Communication is the core of quality in the field of imaging. The best images obtained on the newest scanner and interpreted by the best-trained radiologist can be clinically useless if the results are not effectively communicated to the referring clinician. Often, the written report is the only interface between the radiologist and the clinician. Special care must, therefore, be given to the structuring of the report to ensure the message is delivered in an appropriate fashion. The final four Cs can be seen as tools to achieve that effective communication.
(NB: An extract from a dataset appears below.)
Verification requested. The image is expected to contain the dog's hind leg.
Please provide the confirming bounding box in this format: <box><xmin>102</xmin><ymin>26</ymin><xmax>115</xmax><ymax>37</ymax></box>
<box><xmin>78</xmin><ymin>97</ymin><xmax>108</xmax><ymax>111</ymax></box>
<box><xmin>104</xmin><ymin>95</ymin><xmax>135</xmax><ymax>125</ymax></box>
Clarity means that the opinion of the radiologist is clearly stated in the report. In the arena of oncologic imaging, this may mean definitively categorizing into one of the four criteria outlined in the World Health Organization (WHO) and RECIST (Response Evaluation Criteria In Solid Tumors) criteria6–8: complete response (CR), partial response (PR), stable disease (SD), or progressive disease (PD). Clarity does not necessarily imply a single diagnosis because many radiologic findings require an organized and logically ordered differential diagnosis. Further clarity can be achieved with the addition of next-steps, if appropriate.
1. IMV 2006 CT Market Summary Report. Des Plaines, IL: IMV Medical Information Division; 2006.
2. Armas R.R. Qualities of a good radiology report. AJR Am J Roentgenol. 1998;170:1110.
3. Reiner B.I., Knight N., Siegel E.L. Radiology reporting, past, present, and future: the radiologist’s perspective. J Am Coll Radiol. 2007;4:313-319.
4. Gunderman R.B., Nyce J.M. The tyranny of accuracy in radiologic education. Radiology. 2002;222:297-300.
5. Available at http://interactive.snm.org/docs/PET_PROS/ElementsofPETCTReporting.pdf
6. Miller A.B., Hoogstraten B., Staquet M., Winkler A. Reporting results of cancer treatment. Cancer. 1981;47:208-214.
7. Therasse P., Arbuck S.G., Eisenhauer E.A., et al. New guidelines to evaluate the response to treatment in solid tumors. European Organization for Research and Treatment of Cancer, National Cancer Institute of the United States, National Cancer Institute of Canada. J Natl Cancer Inst. 2000;92:205-216.
8. Eisenhauer E.A., Therasse P., Bogaerts J., et al. New response evaluation criteria in solid tumours: revised RECIST guideline (version 1.1). Eur J Cancer. 2009;45:228-247.